If a *whole number* **is not divisible by 2** into whole numbers then those numbers are called as **odd numbers**. Example: **1, 3, 5, 7,** and so on… are odd numbers. But, what if you want to find the sum of first n odd numbers?
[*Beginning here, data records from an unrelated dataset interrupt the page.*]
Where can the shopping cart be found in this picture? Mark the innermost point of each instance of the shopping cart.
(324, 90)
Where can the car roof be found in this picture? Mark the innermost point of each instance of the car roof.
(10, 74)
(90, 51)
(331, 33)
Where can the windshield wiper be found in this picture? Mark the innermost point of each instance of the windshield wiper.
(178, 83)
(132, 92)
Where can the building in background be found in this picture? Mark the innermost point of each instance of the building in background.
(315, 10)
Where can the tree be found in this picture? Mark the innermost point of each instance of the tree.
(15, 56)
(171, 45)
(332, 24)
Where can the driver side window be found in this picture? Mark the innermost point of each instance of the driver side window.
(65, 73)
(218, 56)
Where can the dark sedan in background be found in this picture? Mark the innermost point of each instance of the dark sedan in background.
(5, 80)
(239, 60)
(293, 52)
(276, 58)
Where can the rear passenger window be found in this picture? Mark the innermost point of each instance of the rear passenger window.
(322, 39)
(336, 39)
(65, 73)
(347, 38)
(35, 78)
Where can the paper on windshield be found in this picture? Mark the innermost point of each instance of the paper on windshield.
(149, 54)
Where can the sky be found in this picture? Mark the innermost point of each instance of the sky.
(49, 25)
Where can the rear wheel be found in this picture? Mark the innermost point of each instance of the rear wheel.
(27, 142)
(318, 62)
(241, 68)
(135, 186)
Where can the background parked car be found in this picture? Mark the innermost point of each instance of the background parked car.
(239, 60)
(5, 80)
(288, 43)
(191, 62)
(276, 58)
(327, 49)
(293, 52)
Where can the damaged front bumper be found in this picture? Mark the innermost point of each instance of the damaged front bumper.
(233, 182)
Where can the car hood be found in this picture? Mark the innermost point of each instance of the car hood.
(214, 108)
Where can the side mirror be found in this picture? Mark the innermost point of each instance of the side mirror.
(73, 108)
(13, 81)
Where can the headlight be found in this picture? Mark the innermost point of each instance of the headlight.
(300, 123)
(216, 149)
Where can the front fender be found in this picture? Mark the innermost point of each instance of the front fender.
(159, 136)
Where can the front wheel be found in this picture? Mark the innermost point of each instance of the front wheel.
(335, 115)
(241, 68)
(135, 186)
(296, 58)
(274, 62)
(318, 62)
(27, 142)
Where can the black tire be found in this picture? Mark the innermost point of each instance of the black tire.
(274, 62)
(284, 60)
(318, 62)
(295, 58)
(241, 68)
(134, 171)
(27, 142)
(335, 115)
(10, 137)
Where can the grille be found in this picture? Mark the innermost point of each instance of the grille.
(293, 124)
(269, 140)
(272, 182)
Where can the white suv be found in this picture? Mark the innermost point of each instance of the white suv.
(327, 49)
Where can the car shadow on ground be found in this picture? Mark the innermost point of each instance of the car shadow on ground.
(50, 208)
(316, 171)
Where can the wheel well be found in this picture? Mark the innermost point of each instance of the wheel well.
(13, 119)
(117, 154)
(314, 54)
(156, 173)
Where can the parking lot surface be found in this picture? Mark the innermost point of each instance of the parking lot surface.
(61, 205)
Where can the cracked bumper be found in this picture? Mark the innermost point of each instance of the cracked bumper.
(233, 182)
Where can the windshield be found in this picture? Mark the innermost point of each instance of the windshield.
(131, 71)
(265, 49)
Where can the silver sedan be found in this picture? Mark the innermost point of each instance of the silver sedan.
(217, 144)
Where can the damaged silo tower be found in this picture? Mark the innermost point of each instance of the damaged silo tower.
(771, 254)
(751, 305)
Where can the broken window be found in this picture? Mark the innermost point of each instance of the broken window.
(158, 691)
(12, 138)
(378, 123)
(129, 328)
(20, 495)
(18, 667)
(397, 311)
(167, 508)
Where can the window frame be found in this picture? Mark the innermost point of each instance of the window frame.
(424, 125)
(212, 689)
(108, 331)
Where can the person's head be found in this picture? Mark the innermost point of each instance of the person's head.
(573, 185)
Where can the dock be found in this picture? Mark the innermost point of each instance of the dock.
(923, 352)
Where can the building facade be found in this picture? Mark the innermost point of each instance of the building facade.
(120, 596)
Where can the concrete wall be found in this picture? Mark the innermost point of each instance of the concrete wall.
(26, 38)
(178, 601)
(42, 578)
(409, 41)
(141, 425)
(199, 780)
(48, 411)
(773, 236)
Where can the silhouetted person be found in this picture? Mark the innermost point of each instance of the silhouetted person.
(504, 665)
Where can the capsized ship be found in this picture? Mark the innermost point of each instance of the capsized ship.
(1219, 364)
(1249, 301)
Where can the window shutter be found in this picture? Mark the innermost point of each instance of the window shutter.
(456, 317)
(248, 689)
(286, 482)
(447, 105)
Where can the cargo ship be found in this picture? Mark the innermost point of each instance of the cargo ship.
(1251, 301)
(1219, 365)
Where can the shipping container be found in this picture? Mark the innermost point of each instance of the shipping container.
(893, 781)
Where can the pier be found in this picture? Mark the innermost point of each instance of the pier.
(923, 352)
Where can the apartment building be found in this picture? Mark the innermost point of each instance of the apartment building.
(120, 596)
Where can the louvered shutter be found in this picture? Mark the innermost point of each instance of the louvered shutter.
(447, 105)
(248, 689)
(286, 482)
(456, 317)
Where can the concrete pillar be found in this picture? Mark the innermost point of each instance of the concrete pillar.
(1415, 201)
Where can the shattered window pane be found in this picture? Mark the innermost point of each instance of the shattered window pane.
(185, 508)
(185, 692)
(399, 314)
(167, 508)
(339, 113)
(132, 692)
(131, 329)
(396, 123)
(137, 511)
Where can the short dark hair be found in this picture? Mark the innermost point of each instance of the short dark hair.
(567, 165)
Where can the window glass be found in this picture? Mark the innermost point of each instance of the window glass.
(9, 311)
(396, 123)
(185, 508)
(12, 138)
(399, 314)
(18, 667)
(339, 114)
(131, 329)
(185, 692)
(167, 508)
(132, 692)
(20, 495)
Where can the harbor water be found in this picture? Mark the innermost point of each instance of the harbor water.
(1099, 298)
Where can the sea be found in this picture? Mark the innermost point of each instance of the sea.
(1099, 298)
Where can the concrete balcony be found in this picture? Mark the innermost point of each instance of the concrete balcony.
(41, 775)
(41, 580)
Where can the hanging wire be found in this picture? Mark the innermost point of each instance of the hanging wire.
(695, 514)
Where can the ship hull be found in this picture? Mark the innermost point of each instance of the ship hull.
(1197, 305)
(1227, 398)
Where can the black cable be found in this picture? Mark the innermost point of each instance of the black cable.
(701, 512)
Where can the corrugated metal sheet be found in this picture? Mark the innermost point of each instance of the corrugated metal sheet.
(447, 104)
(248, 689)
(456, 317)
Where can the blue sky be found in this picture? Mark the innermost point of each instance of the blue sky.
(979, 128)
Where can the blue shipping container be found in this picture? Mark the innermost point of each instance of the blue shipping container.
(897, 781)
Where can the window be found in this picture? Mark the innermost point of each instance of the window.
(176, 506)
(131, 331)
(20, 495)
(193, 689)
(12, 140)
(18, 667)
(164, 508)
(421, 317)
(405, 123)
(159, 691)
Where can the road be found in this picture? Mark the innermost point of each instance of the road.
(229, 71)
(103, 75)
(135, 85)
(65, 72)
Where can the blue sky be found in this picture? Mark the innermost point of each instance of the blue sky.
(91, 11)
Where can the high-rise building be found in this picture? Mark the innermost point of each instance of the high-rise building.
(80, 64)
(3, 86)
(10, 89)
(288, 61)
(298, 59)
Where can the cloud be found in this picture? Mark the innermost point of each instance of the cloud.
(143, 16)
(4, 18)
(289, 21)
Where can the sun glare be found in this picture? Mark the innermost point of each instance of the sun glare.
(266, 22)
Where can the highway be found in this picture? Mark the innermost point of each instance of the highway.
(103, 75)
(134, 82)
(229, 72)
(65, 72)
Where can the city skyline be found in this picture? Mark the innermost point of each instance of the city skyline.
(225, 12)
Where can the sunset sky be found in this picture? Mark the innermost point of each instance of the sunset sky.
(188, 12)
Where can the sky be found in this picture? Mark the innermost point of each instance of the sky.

What formula will you use to do so?

This article is going to explain you the method and formula to find that sum and also the **sum of first n odd numbers**.

Related Topic: Sum of Even Numbers Formula

Index

**General Formula for Odd Numbers**

As we know, the odd numbers are

1, 3, 5, 7, 9, 11, …

If we observe carefully, we can find an Arithmetic Progression Sequence(AP),

Here, the AP can be made into the formula as,

The formula for odd numbers = \(2n \pm 1\)

\(\mbox{Odd Number} =

\left\{

\begin{array}{ll}

2n+1 & \mbox{if $n = 0, 1, 2, 3,$ and so on…} \\

2n-1 & \mbox{if $n = 1, 2, 3,$ and so on…} \\

\end{array}

\right.

\)

## Sum of Odd Numbers

Let us say the sequence of the n odd numbers is

=> (2k-1) + (2(k+1)-1) + …… + (2(k+n-1)-1)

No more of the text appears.